Sekretaris Jenderal Asosiasi Industri Plastik dan Olefin Indonesia (Inaplas) Budi Susanto Sadiman meminta kepada pemerintah untuk memperbolehkan ijin impor plastik bekas. Pasalnya, tingginya harga bahan baku membuat industri dalam negeri kesulitan membeli bahan baku. "Ijin ini untuk mempermudah industri," katanya, tadi siang disela-sela pameran Four in One Mega Show di Jakarta International Expo.
Asal tahu saja, harga bahan baku plastik saat ini telah melesat naik seiring dengan kenaikan harga minyak mentah di pasar internasional. Untuk polyethilene, misalnya, harganya telah naik menjadi US$ 2.100 per ton dari US$ 1.700 per ton pada awal tahun.
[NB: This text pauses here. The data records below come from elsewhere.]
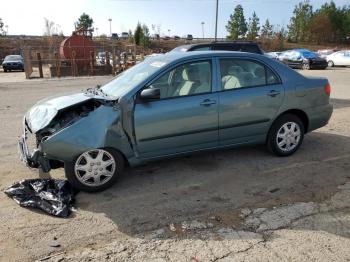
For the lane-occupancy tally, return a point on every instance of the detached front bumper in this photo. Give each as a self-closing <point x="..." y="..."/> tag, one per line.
<point x="37" y="158"/>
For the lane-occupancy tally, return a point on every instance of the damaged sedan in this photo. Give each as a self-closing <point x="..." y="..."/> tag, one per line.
<point x="171" y="105"/>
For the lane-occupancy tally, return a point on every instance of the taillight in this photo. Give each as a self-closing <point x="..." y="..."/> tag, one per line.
<point x="327" y="89"/>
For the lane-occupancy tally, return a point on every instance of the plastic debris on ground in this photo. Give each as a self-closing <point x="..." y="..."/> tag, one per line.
<point x="55" y="197"/>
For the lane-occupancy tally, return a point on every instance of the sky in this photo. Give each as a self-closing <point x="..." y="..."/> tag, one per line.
<point x="181" y="17"/>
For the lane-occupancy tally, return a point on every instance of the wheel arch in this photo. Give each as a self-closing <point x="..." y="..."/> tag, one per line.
<point x="299" y="113"/>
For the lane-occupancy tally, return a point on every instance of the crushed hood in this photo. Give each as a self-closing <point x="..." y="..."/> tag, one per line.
<point x="42" y="113"/>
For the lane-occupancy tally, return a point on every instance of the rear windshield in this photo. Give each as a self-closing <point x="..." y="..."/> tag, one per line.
<point x="308" y="54"/>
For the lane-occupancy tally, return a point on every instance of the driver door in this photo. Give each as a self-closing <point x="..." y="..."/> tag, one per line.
<point x="185" y="118"/>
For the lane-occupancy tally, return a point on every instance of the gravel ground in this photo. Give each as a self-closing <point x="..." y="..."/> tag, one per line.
<point x="233" y="205"/>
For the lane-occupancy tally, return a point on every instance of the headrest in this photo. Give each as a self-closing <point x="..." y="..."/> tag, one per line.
<point x="234" y="70"/>
<point x="190" y="74"/>
<point x="259" y="72"/>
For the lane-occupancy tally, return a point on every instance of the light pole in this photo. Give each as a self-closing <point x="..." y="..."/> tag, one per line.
<point x="202" y="29"/>
<point x="216" y="19"/>
<point x="110" y="26"/>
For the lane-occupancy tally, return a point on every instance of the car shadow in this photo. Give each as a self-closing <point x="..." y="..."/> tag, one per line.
<point x="220" y="183"/>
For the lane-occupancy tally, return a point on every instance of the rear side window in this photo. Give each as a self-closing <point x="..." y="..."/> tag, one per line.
<point x="241" y="73"/>
<point x="251" y="49"/>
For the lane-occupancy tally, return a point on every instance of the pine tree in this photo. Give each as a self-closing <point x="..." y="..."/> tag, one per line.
<point x="299" y="23"/>
<point x="237" y="25"/>
<point x="253" y="27"/>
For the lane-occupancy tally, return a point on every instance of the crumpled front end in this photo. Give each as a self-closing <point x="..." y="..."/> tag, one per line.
<point x="44" y="120"/>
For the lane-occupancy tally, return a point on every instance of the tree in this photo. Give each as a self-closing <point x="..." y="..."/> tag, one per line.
<point x="267" y="30"/>
<point x="49" y="27"/>
<point x="320" y="28"/>
<point x="141" y="35"/>
<point x="138" y="34"/>
<point x="299" y="22"/>
<point x="253" y="27"/>
<point x="237" y="25"/>
<point x="339" y="19"/>
<point x="279" y="39"/>
<point x="145" y="36"/>
<point x="85" y="22"/>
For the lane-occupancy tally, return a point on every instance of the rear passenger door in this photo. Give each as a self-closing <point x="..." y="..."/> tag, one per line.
<point x="251" y="94"/>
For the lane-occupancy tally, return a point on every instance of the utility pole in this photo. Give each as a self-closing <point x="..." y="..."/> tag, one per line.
<point x="110" y="27"/>
<point x="202" y="29"/>
<point x="216" y="20"/>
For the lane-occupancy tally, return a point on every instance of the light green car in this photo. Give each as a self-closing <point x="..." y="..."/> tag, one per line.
<point x="171" y="105"/>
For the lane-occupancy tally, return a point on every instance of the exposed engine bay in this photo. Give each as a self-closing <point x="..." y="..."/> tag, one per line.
<point x="64" y="118"/>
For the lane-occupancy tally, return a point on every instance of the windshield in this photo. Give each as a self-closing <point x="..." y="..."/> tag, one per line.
<point x="13" y="58"/>
<point x="308" y="54"/>
<point x="132" y="77"/>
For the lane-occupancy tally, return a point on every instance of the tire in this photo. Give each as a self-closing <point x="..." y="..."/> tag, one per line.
<point x="277" y="135"/>
<point x="306" y="66"/>
<point x="330" y="63"/>
<point x="87" y="176"/>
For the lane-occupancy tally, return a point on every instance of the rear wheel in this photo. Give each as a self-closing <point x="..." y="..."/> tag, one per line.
<point x="95" y="170"/>
<point x="286" y="135"/>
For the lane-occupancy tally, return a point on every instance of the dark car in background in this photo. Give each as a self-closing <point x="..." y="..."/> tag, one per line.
<point x="242" y="46"/>
<point x="303" y="59"/>
<point x="13" y="62"/>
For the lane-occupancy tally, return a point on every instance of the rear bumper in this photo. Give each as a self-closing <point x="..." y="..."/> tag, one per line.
<point x="319" y="116"/>
<point x="34" y="160"/>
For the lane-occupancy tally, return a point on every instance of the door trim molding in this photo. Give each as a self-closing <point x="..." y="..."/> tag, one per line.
<point x="265" y="120"/>
<point x="180" y="134"/>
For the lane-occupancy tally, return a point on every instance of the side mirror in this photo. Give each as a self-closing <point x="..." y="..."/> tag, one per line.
<point x="150" y="93"/>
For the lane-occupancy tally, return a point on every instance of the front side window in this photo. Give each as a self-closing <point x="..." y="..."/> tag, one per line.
<point x="240" y="73"/>
<point x="185" y="80"/>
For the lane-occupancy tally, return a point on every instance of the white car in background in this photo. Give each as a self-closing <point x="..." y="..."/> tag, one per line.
<point x="340" y="58"/>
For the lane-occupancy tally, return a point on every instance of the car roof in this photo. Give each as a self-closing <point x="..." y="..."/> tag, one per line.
<point x="172" y="56"/>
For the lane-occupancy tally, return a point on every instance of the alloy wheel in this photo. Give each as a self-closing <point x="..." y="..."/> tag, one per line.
<point x="288" y="136"/>
<point x="95" y="167"/>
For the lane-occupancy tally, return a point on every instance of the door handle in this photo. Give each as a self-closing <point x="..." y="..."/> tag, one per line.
<point x="207" y="102"/>
<point x="273" y="93"/>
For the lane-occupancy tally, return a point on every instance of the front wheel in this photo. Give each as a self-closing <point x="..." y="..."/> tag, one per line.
<point x="286" y="135"/>
<point x="94" y="170"/>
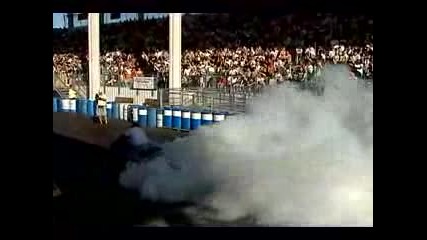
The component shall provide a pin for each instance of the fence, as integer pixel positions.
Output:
(147, 117)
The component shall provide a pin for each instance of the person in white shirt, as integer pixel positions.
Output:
(101, 106)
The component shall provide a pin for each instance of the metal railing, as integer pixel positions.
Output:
(204, 99)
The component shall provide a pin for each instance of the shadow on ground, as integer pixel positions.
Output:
(86, 174)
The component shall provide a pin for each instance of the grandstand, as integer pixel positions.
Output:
(221, 50)
(219, 63)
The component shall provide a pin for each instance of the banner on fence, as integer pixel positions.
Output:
(144, 83)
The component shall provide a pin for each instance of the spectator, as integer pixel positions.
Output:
(221, 50)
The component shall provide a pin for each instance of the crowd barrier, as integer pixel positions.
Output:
(167, 117)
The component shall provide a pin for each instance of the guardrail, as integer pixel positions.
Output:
(179, 118)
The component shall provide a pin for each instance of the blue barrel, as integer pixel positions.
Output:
(135, 113)
(152, 117)
(109, 109)
(218, 117)
(90, 108)
(59, 104)
(196, 120)
(176, 118)
(167, 117)
(142, 116)
(55, 105)
(115, 110)
(65, 103)
(78, 106)
(159, 117)
(73, 105)
(207, 118)
(185, 119)
(82, 106)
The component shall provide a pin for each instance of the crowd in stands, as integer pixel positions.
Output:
(223, 49)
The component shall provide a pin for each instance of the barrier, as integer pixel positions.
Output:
(65, 105)
(91, 108)
(196, 120)
(218, 117)
(82, 106)
(115, 111)
(185, 120)
(176, 118)
(159, 118)
(73, 107)
(142, 116)
(207, 118)
(109, 109)
(152, 116)
(167, 117)
(55, 105)
(135, 113)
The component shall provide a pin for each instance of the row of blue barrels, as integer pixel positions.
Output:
(176, 118)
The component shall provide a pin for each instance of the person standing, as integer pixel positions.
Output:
(101, 105)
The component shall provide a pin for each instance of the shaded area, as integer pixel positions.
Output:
(87, 176)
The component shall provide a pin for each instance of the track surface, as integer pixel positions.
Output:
(87, 174)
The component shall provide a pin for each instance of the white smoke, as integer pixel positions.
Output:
(293, 159)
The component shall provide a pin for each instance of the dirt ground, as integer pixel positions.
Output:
(82, 128)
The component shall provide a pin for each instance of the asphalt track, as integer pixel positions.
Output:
(86, 174)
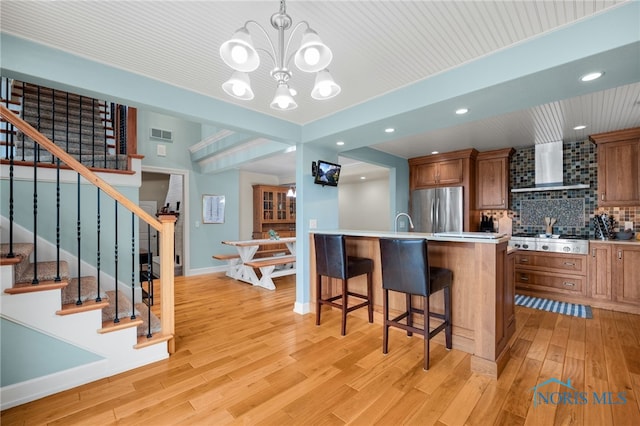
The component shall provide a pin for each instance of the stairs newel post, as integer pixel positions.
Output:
(133, 267)
(78, 227)
(98, 224)
(167, 303)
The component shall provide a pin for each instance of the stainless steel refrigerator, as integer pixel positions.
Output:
(437, 209)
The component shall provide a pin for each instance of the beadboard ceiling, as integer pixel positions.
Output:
(378, 48)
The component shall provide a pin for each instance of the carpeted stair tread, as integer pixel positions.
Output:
(88, 291)
(143, 329)
(47, 271)
(124, 306)
(21, 251)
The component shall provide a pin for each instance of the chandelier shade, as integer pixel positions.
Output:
(324, 87)
(239, 53)
(238, 86)
(313, 56)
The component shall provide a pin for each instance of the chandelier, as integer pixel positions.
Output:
(312, 56)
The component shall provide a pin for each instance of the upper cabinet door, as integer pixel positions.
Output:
(618, 168)
(450, 172)
(492, 180)
(426, 174)
(444, 173)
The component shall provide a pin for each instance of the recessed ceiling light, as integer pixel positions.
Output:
(591, 76)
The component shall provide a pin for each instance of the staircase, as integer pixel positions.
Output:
(73, 298)
(82, 126)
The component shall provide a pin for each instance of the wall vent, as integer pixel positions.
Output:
(161, 135)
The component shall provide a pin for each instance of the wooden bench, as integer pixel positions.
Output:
(267, 269)
(234, 265)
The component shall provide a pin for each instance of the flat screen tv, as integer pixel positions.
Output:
(327, 173)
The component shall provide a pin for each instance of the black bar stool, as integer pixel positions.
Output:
(332, 261)
(405, 269)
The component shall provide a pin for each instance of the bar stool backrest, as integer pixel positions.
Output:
(405, 265)
(331, 255)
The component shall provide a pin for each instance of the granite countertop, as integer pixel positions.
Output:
(632, 241)
(463, 237)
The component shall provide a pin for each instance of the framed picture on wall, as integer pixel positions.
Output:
(213, 209)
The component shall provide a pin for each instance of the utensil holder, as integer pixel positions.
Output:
(603, 227)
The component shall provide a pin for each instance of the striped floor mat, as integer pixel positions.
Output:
(581, 311)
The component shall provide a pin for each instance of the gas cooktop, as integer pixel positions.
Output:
(575, 244)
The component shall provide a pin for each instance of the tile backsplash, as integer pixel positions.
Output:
(574, 208)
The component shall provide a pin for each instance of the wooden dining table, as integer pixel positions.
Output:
(247, 250)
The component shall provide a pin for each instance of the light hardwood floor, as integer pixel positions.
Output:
(244, 357)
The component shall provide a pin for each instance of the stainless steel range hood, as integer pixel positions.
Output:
(549, 170)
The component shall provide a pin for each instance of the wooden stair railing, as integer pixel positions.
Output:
(164, 223)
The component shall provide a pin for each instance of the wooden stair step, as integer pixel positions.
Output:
(30, 288)
(124, 307)
(88, 290)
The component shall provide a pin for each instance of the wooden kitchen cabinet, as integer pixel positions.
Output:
(492, 179)
(443, 173)
(551, 272)
(510, 295)
(600, 271)
(456, 168)
(618, 167)
(449, 169)
(272, 209)
(626, 273)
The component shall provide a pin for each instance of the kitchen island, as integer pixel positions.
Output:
(482, 292)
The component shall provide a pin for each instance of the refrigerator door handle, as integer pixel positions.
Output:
(433, 224)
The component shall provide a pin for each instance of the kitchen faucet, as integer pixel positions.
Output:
(395, 226)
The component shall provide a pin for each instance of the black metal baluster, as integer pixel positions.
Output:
(149, 282)
(104, 122)
(53, 120)
(35, 280)
(22, 116)
(80, 134)
(98, 298)
(78, 224)
(6, 104)
(67, 122)
(11, 254)
(93, 132)
(58, 279)
(116, 319)
(133, 264)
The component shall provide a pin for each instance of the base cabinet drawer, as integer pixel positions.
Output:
(534, 280)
Sementara harga polyprophilene juga telah naik US$ 2.200 per ton dari US$ 1.800 per ton pada awal tahun.
Menurut Budi, tingginya harga bahan baku membuat industri kemasan melakukan penipisan ketebalan plastik agar tidak menggerus keuntungan. Selain itu, industri kemasan juga telah mencampur bahan baku pembuat plastik dengan plastik daur ulang. Sayangnya, kebutuhan plastik daur ulang belum mencukupi tingginya permintaan plastik.
Budi menjelaskan, tahun ini, permintaan plastik diperkirakan naik 6% dari kebutuhan plastik tahun lalu yang mencapai 2,4 juta ton. Kenaikan permintaan ini ditopang oleh kebutuhan plastik untuk pupuk dan pertanian. "Semester satu saja meningkat 4% menjadi 1,25 juta ton," tegasnya.
Direktur Jenderal Industri Agro dan Kimia Departemen Perindustrian (Depperin) Benny Wachjudi membenarkan rencana pemerintah mengkaji impor plastik bekas. "Ijin ini untuk mengatasi tingginya bahan baku plastik yang diminta industri," tuturnya.
Namun, Benny menegaskan, plastik yang dapat diimpor harus dapat memenuhi syarat-syarat tertentu diantaranya aman terhadap lingkungan. Sayangnya, Benny enggan mengatakan kapan kajian tersebut akan selesai. "Semuanya masih dalam pembahasan," tegasnya.